U.S. stocks fell on Friday (July 17), capping off a bruising trading week as a deepening correction in the semiconductor sector dragged all three major indices to their first collective weekly decline since early June.
The tech-heavy Nasdaq Composite Index led Friday's retreat, shedding 361.70 points, or 1.4 percent, to close at 25,520.24. The benchmark S&P 500 sank 76.08 points, or 1.01 percent, to 7,457.69, while the blue-chip Dow Jones Industrial Average fell 406.55 points, or 0.77 percent, to finish at 52,146.42.
Market internal breadth was overwhelmingly negative, with 10 of the 11 primary S&P 500 sectors ending the session in the red. Communication services and consumer discretionary shares paced the laggards, plunging 2.38 percent and 1.58 percent, respectively. In contrast, the energy sector completely bucked the broader market's downward trend, advancing 1.16 percent.
PHLX Semiconductor Index officially slipped into a technical bear market, marking a 20-percent decline from its recent cyclical peaks. Chinese AI company Moonshot publicly unveiled "Kimi K3" on Friday. Touted as the world's largest open-source AI model, the new architecture reportedly rivals the existing capabilities of the U.S. leading players.
Despite the initial wave of selling, the semiconductor sector staged a partial late-afternoon recovery as institutional dip-buyers stepped in. Nvidia finished the day down 2.21 percent, while major peers Advanced Micro Devices (AMD), Broadcom, and Intel all closed lower.
Meanwhile, Netflix sank 7.26 percent to a fresh two-year low after the streaming pioneer issued cautious third-quarter revenue guidance.

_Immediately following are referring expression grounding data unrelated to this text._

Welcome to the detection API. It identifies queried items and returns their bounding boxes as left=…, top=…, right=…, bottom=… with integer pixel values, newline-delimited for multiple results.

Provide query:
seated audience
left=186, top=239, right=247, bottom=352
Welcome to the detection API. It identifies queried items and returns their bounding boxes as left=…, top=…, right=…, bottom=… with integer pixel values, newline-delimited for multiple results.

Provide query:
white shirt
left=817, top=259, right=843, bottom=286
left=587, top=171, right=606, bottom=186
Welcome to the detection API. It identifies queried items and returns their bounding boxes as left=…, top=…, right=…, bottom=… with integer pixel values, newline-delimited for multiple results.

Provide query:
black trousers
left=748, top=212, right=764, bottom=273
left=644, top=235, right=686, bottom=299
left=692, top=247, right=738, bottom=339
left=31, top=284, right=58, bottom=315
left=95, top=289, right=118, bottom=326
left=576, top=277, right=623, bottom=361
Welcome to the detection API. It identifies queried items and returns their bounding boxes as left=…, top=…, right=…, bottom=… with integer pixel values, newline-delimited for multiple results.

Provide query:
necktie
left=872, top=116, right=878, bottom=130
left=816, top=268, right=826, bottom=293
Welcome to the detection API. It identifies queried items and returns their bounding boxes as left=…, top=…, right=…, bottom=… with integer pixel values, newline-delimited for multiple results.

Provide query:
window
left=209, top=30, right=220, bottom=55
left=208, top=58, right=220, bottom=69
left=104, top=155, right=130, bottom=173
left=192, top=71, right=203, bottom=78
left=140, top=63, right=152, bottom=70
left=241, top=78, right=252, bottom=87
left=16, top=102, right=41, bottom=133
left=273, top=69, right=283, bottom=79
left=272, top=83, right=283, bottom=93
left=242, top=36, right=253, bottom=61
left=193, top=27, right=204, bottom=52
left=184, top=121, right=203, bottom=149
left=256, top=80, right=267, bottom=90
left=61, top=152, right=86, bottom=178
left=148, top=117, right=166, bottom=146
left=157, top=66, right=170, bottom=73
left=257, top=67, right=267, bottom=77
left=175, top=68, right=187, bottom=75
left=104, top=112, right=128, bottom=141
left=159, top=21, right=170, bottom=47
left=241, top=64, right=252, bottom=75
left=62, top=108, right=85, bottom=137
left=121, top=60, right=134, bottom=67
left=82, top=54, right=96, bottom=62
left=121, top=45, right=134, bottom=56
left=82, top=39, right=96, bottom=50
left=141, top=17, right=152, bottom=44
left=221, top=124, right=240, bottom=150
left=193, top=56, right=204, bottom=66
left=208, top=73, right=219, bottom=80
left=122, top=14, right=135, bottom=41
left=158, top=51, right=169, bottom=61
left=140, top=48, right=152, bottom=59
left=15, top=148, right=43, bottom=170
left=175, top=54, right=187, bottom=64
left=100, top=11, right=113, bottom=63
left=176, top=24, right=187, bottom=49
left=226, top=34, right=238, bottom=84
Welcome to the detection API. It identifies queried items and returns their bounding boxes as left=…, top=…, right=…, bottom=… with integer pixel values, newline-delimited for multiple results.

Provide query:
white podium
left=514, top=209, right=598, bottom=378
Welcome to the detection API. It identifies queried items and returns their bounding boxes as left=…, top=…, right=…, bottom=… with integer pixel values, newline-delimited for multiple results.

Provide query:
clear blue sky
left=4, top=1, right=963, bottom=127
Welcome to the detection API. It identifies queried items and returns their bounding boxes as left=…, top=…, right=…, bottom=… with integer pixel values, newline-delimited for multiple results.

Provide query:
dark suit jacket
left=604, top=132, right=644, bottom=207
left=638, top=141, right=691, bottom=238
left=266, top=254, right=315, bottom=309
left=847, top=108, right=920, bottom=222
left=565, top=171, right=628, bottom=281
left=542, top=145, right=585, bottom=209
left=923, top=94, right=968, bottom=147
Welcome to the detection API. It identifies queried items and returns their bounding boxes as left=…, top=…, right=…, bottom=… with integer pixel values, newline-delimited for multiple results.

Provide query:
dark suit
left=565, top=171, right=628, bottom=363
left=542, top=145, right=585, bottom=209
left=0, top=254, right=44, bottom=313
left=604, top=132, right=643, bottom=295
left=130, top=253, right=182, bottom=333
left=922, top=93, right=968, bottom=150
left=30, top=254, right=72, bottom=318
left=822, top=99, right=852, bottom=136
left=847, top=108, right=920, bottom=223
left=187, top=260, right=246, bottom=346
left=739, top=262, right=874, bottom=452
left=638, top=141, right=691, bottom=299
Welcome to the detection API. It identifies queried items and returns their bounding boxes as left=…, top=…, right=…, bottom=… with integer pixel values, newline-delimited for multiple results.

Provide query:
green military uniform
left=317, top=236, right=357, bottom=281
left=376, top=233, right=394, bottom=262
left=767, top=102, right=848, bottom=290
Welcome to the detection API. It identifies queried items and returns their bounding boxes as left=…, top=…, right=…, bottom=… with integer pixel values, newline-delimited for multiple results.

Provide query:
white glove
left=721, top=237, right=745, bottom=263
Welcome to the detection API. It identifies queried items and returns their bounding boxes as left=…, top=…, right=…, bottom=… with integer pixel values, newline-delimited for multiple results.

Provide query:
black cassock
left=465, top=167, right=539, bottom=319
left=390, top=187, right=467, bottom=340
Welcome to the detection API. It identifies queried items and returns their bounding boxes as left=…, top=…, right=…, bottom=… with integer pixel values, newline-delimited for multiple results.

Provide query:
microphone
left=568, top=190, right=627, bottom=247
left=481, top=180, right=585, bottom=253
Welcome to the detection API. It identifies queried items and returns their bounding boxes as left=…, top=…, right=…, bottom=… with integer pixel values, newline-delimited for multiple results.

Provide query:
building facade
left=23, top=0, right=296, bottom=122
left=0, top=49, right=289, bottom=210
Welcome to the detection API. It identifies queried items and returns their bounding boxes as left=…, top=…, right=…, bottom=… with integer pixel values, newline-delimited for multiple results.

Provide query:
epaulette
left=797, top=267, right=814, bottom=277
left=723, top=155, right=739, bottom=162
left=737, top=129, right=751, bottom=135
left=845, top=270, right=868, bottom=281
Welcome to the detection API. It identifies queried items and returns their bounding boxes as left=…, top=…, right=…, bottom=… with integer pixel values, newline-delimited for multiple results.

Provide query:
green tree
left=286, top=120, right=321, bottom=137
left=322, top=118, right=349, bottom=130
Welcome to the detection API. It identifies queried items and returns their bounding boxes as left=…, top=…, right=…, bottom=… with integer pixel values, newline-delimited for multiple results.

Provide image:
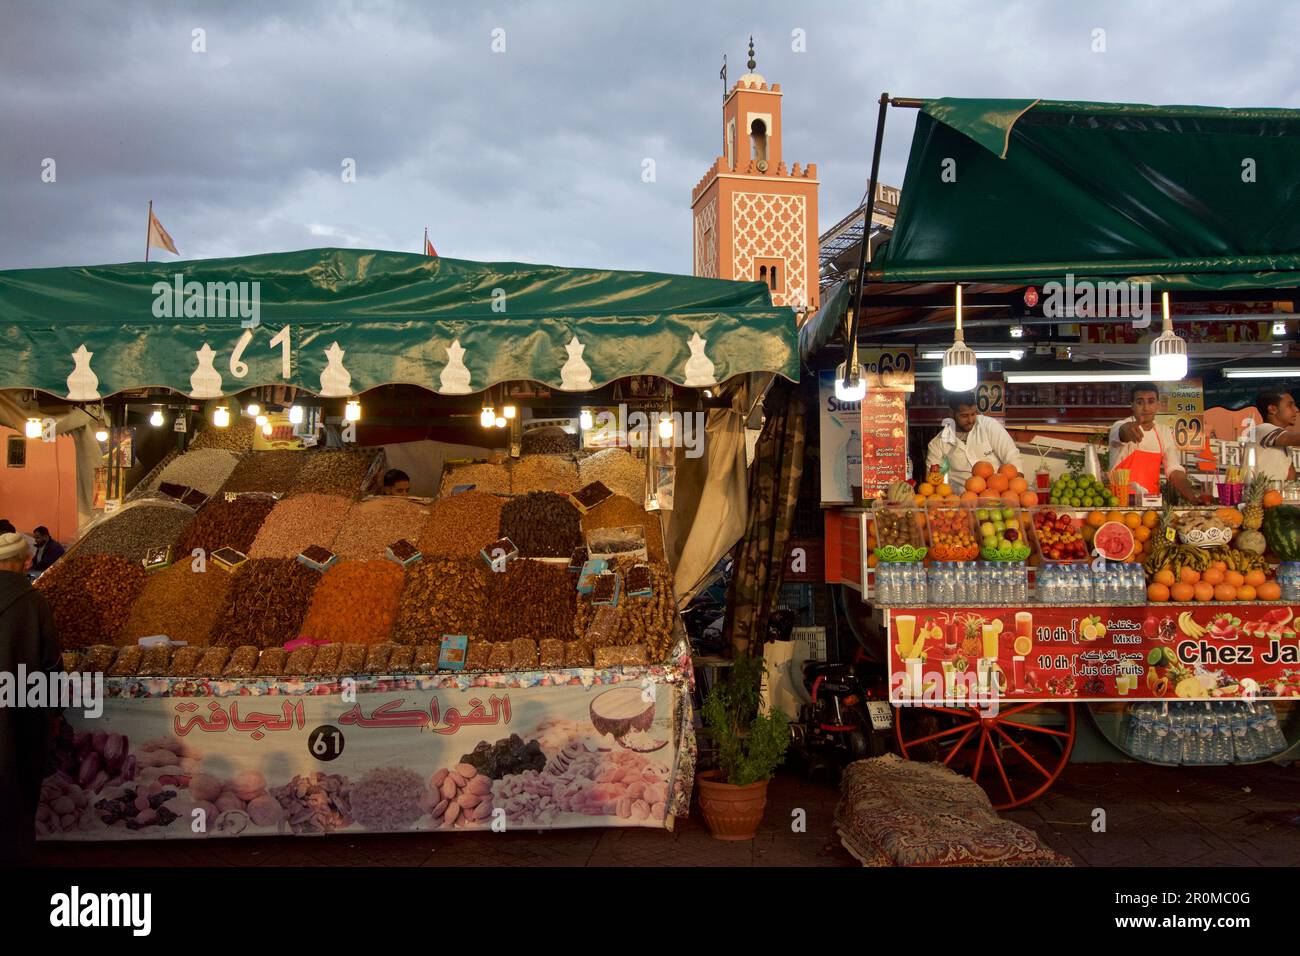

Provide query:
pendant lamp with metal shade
left=942, top=284, right=978, bottom=392
left=1149, top=292, right=1188, bottom=381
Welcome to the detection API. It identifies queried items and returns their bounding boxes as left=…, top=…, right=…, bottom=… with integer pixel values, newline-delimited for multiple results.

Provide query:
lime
left=1147, top=648, right=1164, bottom=665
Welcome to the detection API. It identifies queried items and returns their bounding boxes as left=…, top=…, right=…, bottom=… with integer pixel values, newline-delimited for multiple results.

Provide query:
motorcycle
left=786, top=590, right=896, bottom=778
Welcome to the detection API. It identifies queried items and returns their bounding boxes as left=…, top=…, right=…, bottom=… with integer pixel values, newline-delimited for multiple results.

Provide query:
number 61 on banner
left=230, top=326, right=293, bottom=379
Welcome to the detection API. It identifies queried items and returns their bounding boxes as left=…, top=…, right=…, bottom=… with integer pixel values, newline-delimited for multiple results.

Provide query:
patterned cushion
left=835, top=754, right=1071, bottom=867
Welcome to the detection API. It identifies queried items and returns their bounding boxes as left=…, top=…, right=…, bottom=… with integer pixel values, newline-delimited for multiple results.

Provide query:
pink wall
left=0, top=426, right=79, bottom=544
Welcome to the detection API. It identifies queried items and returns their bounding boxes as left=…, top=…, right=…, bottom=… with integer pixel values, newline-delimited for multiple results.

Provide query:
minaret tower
left=691, top=37, right=820, bottom=315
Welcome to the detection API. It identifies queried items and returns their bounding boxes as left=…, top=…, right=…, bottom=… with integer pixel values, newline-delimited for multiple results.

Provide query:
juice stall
left=810, top=96, right=1300, bottom=807
left=0, top=248, right=800, bottom=840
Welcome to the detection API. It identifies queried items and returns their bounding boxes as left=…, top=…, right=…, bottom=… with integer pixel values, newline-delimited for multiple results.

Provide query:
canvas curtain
left=723, top=378, right=806, bottom=653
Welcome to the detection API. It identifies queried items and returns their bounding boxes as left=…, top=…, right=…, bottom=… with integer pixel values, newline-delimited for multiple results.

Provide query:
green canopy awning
left=0, top=248, right=799, bottom=399
left=880, top=98, right=1300, bottom=290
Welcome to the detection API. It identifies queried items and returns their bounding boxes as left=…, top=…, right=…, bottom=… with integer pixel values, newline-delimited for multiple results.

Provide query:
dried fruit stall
left=2, top=248, right=799, bottom=841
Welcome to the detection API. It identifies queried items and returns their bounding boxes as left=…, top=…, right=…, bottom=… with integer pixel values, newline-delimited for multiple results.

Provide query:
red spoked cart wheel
left=894, top=702, right=1076, bottom=809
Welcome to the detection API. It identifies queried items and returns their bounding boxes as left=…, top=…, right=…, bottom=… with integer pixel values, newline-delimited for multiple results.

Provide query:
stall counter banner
left=887, top=605, right=1300, bottom=706
left=39, top=659, right=696, bottom=841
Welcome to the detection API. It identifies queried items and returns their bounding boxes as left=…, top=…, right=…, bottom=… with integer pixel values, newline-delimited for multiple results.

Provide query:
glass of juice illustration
left=1012, top=656, right=1026, bottom=692
left=1117, top=674, right=1130, bottom=695
left=1014, top=611, right=1033, bottom=642
left=945, top=620, right=961, bottom=652
left=895, top=615, right=917, bottom=655
left=981, top=623, right=999, bottom=660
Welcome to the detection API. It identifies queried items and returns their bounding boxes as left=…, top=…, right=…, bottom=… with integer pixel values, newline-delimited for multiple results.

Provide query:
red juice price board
left=859, top=390, right=907, bottom=500
left=887, top=605, right=1300, bottom=704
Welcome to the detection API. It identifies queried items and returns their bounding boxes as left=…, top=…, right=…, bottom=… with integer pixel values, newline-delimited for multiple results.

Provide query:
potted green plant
left=696, top=650, right=790, bottom=840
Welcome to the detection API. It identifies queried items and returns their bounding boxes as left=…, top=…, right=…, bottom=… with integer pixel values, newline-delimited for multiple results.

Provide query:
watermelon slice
left=1262, top=607, right=1294, bottom=627
left=1093, top=520, right=1135, bottom=561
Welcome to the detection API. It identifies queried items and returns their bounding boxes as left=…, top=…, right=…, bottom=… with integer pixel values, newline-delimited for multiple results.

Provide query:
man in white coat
left=925, top=392, right=1024, bottom=491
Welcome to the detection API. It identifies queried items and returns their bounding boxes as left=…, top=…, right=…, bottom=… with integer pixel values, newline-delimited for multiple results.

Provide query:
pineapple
left=1243, top=475, right=1268, bottom=531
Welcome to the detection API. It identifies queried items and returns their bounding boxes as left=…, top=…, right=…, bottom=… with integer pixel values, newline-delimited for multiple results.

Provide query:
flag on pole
left=423, top=227, right=437, bottom=257
left=146, top=202, right=178, bottom=257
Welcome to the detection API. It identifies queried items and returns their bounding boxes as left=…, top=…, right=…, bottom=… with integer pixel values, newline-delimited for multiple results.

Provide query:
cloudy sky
left=2, top=0, right=1297, bottom=273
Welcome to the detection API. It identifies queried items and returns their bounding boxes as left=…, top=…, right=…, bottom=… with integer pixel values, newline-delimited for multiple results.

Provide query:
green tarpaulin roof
left=879, top=98, right=1300, bottom=290
left=0, top=248, right=799, bottom=399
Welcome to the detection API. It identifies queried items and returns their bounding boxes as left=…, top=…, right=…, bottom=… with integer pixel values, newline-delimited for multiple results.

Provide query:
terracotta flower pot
left=695, top=770, right=769, bottom=841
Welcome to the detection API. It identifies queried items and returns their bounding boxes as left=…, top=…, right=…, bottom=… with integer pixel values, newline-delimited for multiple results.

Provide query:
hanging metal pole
left=843, top=93, right=891, bottom=388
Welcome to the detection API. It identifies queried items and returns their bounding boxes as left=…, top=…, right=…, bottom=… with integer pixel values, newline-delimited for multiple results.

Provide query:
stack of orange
left=1147, top=562, right=1277, bottom=602
left=915, top=479, right=961, bottom=508
left=962, top=461, right=1039, bottom=508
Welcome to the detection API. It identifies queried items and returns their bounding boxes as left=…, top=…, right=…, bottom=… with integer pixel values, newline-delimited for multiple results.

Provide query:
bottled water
left=1229, top=703, right=1256, bottom=762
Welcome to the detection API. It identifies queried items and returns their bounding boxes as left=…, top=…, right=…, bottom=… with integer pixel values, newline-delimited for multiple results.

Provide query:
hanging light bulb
left=503, top=404, right=517, bottom=420
left=480, top=406, right=495, bottom=428
left=495, top=416, right=507, bottom=428
left=255, top=413, right=268, bottom=427
left=1149, top=292, right=1188, bottom=381
left=262, top=422, right=273, bottom=437
left=150, top=409, right=165, bottom=427
left=95, top=427, right=109, bottom=443
left=941, top=284, right=978, bottom=392
left=288, top=405, right=304, bottom=425
left=345, top=399, right=361, bottom=422
left=579, top=409, right=594, bottom=430
left=658, top=414, right=674, bottom=440
left=834, top=356, right=866, bottom=403
left=245, top=401, right=260, bottom=417
left=25, top=418, right=42, bottom=439
left=214, top=406, right=231, bottom=428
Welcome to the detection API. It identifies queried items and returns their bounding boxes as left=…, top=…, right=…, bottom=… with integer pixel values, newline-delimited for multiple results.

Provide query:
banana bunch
left=1209, top=545, right=1270, bottom=574
left=1144, top=541, right=1211, bottom=578
left=1177, top=611, right=1206, bottom=638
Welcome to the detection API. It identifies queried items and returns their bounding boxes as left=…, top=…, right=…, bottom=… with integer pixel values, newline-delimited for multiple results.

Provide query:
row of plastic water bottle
left=1126, top=701, right=1289, bottom=764
left=925, top=562, right=1028, bottom=605
left=1278, top=562, right=1300, bottom=602
left=1036, top=563, right=1145, bottom=604
left=875, top=564, right=927, bottom=605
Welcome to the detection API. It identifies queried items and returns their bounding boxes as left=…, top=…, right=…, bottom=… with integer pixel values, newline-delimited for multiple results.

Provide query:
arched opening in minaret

SpaceX declined an additional 5.43 percent, dropping further below its recent initial public offering price. The selling pressure followed a high-profile setback on Thursday in which a scheduled Starship rocket test flight was automatically aborted on the launchpad.
On the economic front, the University of Michigan's preliminary consumer sentiment index climbed 10 percent for the second consecutive month to hit 54.4 in July. "This month's rise in sentiment was pervasive across the population, seen across groups by age, income, wealth, and political party," said Joanne Hsu, director of the Surveys of Consumers, in a statement. "Particularly strong increases were seen among consumers without a bachelor's degree."
However, underlying data showed that consumer budgets remain structurally tight. U.S. consumer prices continued to climb at a 3.5 percent annualized rate, with annual gains in average hourly earnings barely outpacing core inflation.